眼前這個親切和藹的女人,便是那後宮眾多小老婆之一,也是唯一一個肚子裏生出男孩的女人。看起來是那樣的與世無爭、恬淡安然,同時也能從她眼睛裏看出懦弱膽小的一麵。
“你就是霍嬌吧?你好,我是戚兒的母親。”杜湘含笑進來,柔意滿滿地跟樂遙遙打招呼。
霍嬌,是今天婚宴新娘子的名字,是她假報的一個名。
“伯母,你好你好,哎喲,我應該先過去向你問好才是,可昨晚實在太累,一沾床就睡著了,真是不好意思。”樂遙遙已化好妝,換好婚紗等著,見杜湘進來,忙起身撐起婚紗裙擺迎了過去,“伯母別太見外,叫我妖妖就行了。”
喊她霍嬌真是不習慣。她剛剛差點沒反應過來。
兒媳婦與婆婆初次見麵,一般來說兩人都會有點小尷尬,但見樂遙遙大大方方,沒有一絲的扭捏造作,嬌裏嬌氣,讓杜湘一眼就喜歡上她,親切感倍增。
杜湘是一個極度慢熱的人,平時又整天呆在家裏,不善交際,能夠讓她短短幾秒就消除尷尬氣氛的,樂遙遙還是第一個。杜湘心想,戚兒真有福氣,找到這麽個甜美可愛又討人喜歡的女孩。真是不錯!
她的目光不由自主落在樂遙遙的肚腹上,有婚紗掩著看不大出來,可杜湘看著就是開心,忙說,“嗯,妖妖,來,你身子不便,趕緊坐著。咱坐著聊。還有,你這孩子怎麽還叫我伯母呢,得改口。”
樂遙遙尷尬一笑,不自然的扯動唇角,“還、還不太習慣。”
杜湘以為她是在害羞,也沒多想,跟著笑開,“沒事沒事,是我太心急。哪有第一次見麵就逼姑娘家改口叫婆婆的呀,瞧我開心得都忘形了。嗬嗬。”
笑容在杜湘臉上綻放,她這發自內心的笑容,讓她看起來年輕許多。
樂遙遙發現,杜湘笑起來的時候兩邊露出深深淺淺的酒窩,真的好漂亮,不由得感歎,“伯母,你應該多笑的,你笑起來好漂亮哦!我想,伯母你年輕的時候一定是個大美人!怪不得皇甫戚生得那般俊美如斯,原來是承了伯母你的美貌基因啊!”
樂遙遙還沒見過皇甫戚的父親,可她就是覺得皇甫戚像媽媽多一點。
至於那個叫皇甫長昀的男人,也是她媽咪的老公呢。關係真要算起來,她跟皇甫戚應該算是兄妹。
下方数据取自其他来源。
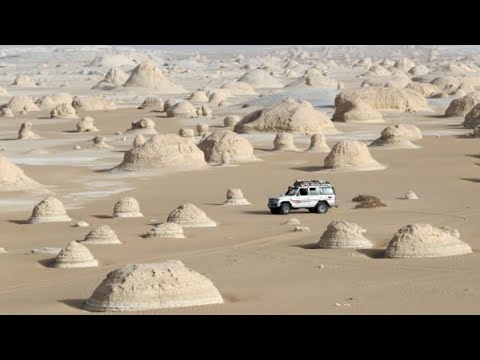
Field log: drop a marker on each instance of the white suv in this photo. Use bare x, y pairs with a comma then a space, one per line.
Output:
315, 195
哎,一想還真是複雜!
“你這孩子不但人長得甜,嘴巴也這麽甜,真真是越看越叫人喜歡。妖妖,伯母真的很開心戚兒能夠娶到你這麽個漂亮可愛的妻子,他從小性格就孤僻,獨來獨往,行為乖張,狂妄自大,身邊沒一個朋友,我很擔心他會沒人要,討不到老婆。畢竟很少有女孩會喜歡他那種類型的吧,真的、真的很謝謝你。以後他身邊有人照顧,我也就放心了。”
杜湘說完這番話,眼眶濕濕的。
果然是可憐天下父母心啊!
可惜她不是皇甫戚的老婆,伯母這番溫馨感動的話不應該對她說的。樂遙遙實在受不起她的感謝,便握住她的手,安慰道,“伯母,你多慮了,皇甫戚沒你說的那麽差,他的女人緣好得不得了,不知有多少漂亮的女孩子暗戀他又不敢說呢。”U884。
皇甫戚身邊就有兩個,寒雀和殘月。
杜湘眼睛瞠大,似乎對樂遙遙的話感到相當的訝異。想要再跟妖妖多聊幾句的,門口已有酒店服務生前來通知她們婚宴即將開始,請她們做好準備。
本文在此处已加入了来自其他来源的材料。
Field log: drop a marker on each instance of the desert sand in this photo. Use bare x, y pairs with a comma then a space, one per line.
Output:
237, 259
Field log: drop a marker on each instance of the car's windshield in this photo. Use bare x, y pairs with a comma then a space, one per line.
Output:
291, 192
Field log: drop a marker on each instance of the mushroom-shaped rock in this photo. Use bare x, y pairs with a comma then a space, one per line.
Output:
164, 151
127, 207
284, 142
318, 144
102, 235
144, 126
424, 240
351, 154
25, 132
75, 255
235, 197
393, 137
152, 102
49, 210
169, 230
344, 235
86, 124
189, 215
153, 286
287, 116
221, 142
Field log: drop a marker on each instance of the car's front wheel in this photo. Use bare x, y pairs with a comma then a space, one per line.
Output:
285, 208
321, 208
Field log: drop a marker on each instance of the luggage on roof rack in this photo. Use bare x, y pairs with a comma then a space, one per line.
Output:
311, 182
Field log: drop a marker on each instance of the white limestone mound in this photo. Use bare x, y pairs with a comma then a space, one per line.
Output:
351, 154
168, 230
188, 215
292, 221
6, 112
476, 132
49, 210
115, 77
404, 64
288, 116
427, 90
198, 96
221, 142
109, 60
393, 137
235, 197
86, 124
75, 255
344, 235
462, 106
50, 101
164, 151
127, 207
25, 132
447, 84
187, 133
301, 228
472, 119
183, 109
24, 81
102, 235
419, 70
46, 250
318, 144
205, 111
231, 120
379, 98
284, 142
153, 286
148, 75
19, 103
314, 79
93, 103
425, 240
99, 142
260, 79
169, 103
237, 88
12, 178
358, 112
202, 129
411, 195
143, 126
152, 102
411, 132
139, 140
這一聊,杜湘就忘了她今天重要的工作,她還得下去招呼賓客呢,遂連忙起身,“妖妖,婚宴就要開始了,你先在這兒呆著,一會兒如果緊張的話,記得深呼吸。別害怕也別緊張,走路也當心著點啊,那我先下去了。”
樂遙遙想說她一點也不害怕,更不緊張,開口的同時杜湘已匆匆出了化妝間的房門。她笑笑,回頭拿起桌上的手機,撥了個號——
婚宴現場就設在酒店首層,偌大的宴會廳此時已坐滿賓客,不少都是政界、商界的熟麵孔,每個人的臉上都維持著交際場合最禮儀的笑容,彼此言笑晏晏,談笑風生,或互攀交情,或探討合作意向。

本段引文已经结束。